Beasts of Extraordinary Circumstance
by Ruth Emmie Lang

St. Martin’s Press, 2017; 347 pp
Reviewed by Sarah J. Schlosser

 

Part pastoral tale, part self-reviled magic, part love letter to modern isolation, Beasts of Extraordinary Circumstance is a rich and many times funny novel about a young man raised by wolves who leaves them behind to venture into the world of humanity on occasion. As Weylyn Grey grows from a boy to a man the reader is introduced to his many talents through the voices of acquaintances, friends, and adoptive family members; Weylyn is perceived to magical powers that allow him to “control” nature, but as the story unfolds his “powers” are found to be uncontrollable, and he often inadvertently hurts those who he loves most.

As a result of his capacity for harm, Weylyn often withdraws into self-imposed isolation, coming and going in humanity just enough to stave off loneliness and keep those around him as safe as he can. This sort of lifestyle starts him off blissfully ignorant of all things human, until he is introduced to reading by his butcher’s daughter Mary as a boy (with the book To Kill a Mockingbird) and then adopted by a minister when his wolf family is exterminated (the minister sends him to a sort of boys’ finishing school), and then catches back up with Mary when his foster mother dies while he is in college (where he helps Mary with her biology experiments as he works a side gig as a hurricane tamer). Weylyn isn’t halcyon perfect or a noble savage; as he gets more of humanity under his belt, he gains a greater capacity for reactive emotion, which poses challenges with him controlling his temper or anxiety so that he doesn’t create blizzards, new forests, or conspicuous beehive honey production.
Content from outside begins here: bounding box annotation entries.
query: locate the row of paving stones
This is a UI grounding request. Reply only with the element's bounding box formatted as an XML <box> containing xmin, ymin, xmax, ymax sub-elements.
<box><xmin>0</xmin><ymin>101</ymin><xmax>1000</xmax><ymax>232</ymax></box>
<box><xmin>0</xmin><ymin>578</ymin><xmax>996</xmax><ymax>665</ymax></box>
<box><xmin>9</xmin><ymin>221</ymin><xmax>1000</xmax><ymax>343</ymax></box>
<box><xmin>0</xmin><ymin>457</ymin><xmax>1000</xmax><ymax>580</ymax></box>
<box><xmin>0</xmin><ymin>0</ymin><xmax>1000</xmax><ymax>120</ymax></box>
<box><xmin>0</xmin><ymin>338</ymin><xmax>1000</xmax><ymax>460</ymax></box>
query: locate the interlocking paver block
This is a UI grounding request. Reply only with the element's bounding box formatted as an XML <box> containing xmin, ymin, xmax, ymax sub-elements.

He somehow keeps his wonder, however, and is the most frustrated when those around him try to impose snark or jaded judgment; at one point he asks Mary, “Why do you . . . (t)ake something beautiful and vandalize it with skepticism?” She is instantly contrite in spite of being defensive, and this contrition of many of the people that Weylyn meets over the course of his life, until he himself reaches that bitter place of humanity as well:

“Wow. Who made you so bitter?”

Weylyn looked up at me hesitantly, unsure of whether to continue. “After my parents died, when I lived with my wolf family, I played this game where I’d pretend to have a problem and someone would fix it for me like. . . . You know, just simple stuff. I never fantasized that they wanted to adopt me and take me back to their horse ranch with a swimming pool and trampoline or anything crazy like that. I was just so tired of having to figure everything out for myself that I wanted someone to help me, even if it was with some stupid, insignificant problem I was having.

“Then I met this . . . girl. She would sit with me and we’d talk, and she taught me how to read. I loved my wolf family, but she reminded me of how good it felt to connect with another human being.”
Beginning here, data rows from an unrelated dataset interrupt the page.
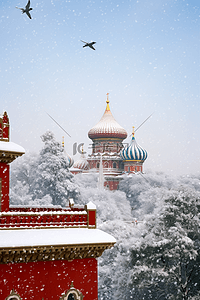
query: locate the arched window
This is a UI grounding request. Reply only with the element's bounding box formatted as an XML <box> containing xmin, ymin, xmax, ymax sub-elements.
<box><xmin>5</xmin><ymin>289</ymin><xmax>22</xmax><ymax>300</ymax></box>
<box><xmin>60</xmin><ymin>282</ymin><xmax>83</xmax><ymax>300</ymax></box>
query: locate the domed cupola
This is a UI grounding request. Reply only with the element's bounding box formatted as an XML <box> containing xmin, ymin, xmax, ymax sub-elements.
<box><xmin>73</xmin><ymin>149</ymin><xmax>89</xmax><ymax>170</ymax></box>
<box><xmin>88</xmin><ymin>94</ymin><xmax>127</xmax><ymax>140</ymax></box>
<box><xmin>120</xmin><ymin>127</ymin><xmax>147</xmax><ymax>162</ymax></box>
<box><xmin>62</xmin><ymin>137</ymin><xmax>74</xmax><ymax>168</ymax></box>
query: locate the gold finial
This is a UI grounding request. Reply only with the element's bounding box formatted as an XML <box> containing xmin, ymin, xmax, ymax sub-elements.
<box><xmin>106</xmin><ymin>93</ymin><xmax>110</xmax><ymax>110</ymax></box>
<box><xmin>132</xmin><ymin>126</ymin><xmax>135</xmax><ymax>137</ymax></box>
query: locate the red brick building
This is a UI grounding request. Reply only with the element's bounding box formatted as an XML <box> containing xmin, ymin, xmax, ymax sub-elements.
<box><xmin>0</xmin><ymin>113</ymin><xmax>115</xmax><ymax>300</ymax></box>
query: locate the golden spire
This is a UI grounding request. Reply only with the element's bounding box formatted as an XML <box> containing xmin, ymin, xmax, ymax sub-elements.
<box><xmin>132</xmin><ymin>126</ymin><xmax>135</xmax><ymax>137</ymax></box>
<box><xmin>106</xmin><ymin>93</ymin><xmax>110</xmax><ymax>111</ymax></box>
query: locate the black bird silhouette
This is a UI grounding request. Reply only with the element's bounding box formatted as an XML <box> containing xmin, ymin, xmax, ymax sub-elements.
<box><xmin>81</xmin><ymin>40</ymin><xmax>96</xmax><ymax>50</ymax></box>
<box><xmin>16</xmin><ymin>0</ymin><xmax>32</xmax><ymax>19</ymax></box>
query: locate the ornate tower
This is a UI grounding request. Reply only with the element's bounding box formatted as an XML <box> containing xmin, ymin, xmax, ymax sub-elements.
<box><xmin>88</xmin><ymin>94</ymin><xmax>127</xmax><ymax>190</ymax></box>
<box><xmin>120</xmin><ymin>127</ymin><xmax>147</xmax><ymax>173</ymax></box>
 . . . I took his hands inside mine and squeezed. “You have all this good inside you, but you give it all away. You don’t keep any for yourself. Why is that?”

 . . . He squeezed my hands back. “Because it’s not safe with me. Nothing is.”

It was at this particular point in the novel that a kind of allegory (whether intended by the author or not) hit me in relation to modern and/or social media concepts. When most people give a reason for creating social media accounts, they state they did it to connect with other people with similar interests, to feel less alone. Lang deftly presents this gift in a time of evidence of climate change and mass isolation via technology, and the result generates the same or more wonder than if this book hadn’t been a novel and instead an account of true events; Lang, with Weylyn’s help, gives us the gift of the wonder that can be found in each other.